BMW hurting in China

Investors are unhappy with BMW after it slashed its profit outlook for 2026, which it blamed on an accelerated downturn in China and the U.S.-Israeli war with Iran.

This is not the first time BMW has blamed a profit warning on China and something else. In 2024, for instance, the German premium automaker blamed a supplier problem.

This time, the shine is off for BMW, which Deutsche Bank analysts said has had a reputation as being "steady Eddy" versus its peers.

While the company’s chairman insists BMW is on the “right track” with its Neue Klasse electric models that have yet to hit the Chinese market, shareholders disagree.

BMW’s shares are now down 35% year to date.

The true scale of the problem German automakers face in China is only now coming into focus.

Under fresh pressure to cut costs, BMW and staff representatives are now readying for talks.

 
 

Lucid is cutting its U.S. workforce, again - REUTERS/Caitlin O'Hara. 

Lucid cuts deep

Lucid is cutting staff, again.

This time, the EV maker is cutting around one in five of its U.S. staff, following a 12% reduction just four months ago to conserve cash.
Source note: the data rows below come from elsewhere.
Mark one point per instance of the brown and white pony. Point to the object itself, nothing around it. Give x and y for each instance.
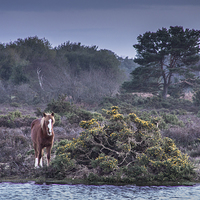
(42, 135)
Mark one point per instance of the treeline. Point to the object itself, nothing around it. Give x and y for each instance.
(31, 71)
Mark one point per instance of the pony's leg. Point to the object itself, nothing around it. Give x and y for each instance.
(40, 157)
(48, 149)
(36, 155)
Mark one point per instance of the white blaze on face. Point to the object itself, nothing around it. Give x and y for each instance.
(49, 126)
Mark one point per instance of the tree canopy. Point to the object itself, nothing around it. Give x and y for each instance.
(31, 70)
(162, 55)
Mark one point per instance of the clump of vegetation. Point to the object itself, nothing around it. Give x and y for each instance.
(124, 148)
(15, 119)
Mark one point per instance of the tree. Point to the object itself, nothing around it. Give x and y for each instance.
(163, 54)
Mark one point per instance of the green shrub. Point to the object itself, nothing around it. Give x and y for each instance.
(172, 119)
(118, 149)
(57, 119)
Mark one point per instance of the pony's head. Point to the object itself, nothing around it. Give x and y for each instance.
(47, 122)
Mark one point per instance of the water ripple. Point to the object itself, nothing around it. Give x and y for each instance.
(31, 191)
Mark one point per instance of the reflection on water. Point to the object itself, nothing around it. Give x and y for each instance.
(33, 191)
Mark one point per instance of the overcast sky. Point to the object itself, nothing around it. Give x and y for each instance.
(108, 24)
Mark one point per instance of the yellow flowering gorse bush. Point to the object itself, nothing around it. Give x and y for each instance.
(128, 145)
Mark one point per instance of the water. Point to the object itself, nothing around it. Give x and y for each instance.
(32, 191)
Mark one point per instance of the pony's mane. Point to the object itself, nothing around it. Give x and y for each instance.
(43, 118)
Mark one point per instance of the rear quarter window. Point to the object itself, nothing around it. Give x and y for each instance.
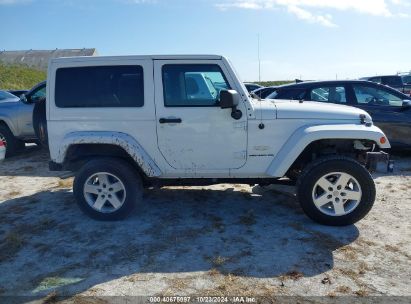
(296, 94)
(100, 86)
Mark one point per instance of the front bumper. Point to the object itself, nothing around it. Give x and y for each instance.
(374, 158)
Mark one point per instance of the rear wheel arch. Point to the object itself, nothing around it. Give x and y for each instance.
(78, 155)
(103, 143)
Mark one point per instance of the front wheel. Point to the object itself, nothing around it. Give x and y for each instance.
(107, 189)
(336, 191)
Lucid also cut the second shift at its main EV factory.

We may have mentioned this once or twice before on the Auto File, but getting to scale and profitability in the car industry is tough and phenomenally expensive – especially for EV makers in the U.S. market that killed subsidies for electric cars last year.

It is a fair assumption that Lucid would have been far likelier to join fellow EV startups like Fisker, Arrival and Lordstown in bankruptcy were it not for Saudi Arabia’s sovereign wealth fund PIF, which has pumped billions into the company and owns more than 45% of the EV maker.

If Lucid is to succeed, PIF’s continued support is vital.

 

Porsche on target 

While German rival BMW issued a profit warning, Porsche says it is on target to hit its financial goals this year.

This will come as somewhat of a relief to investors after Porsche’s 1.1% profit margin last year.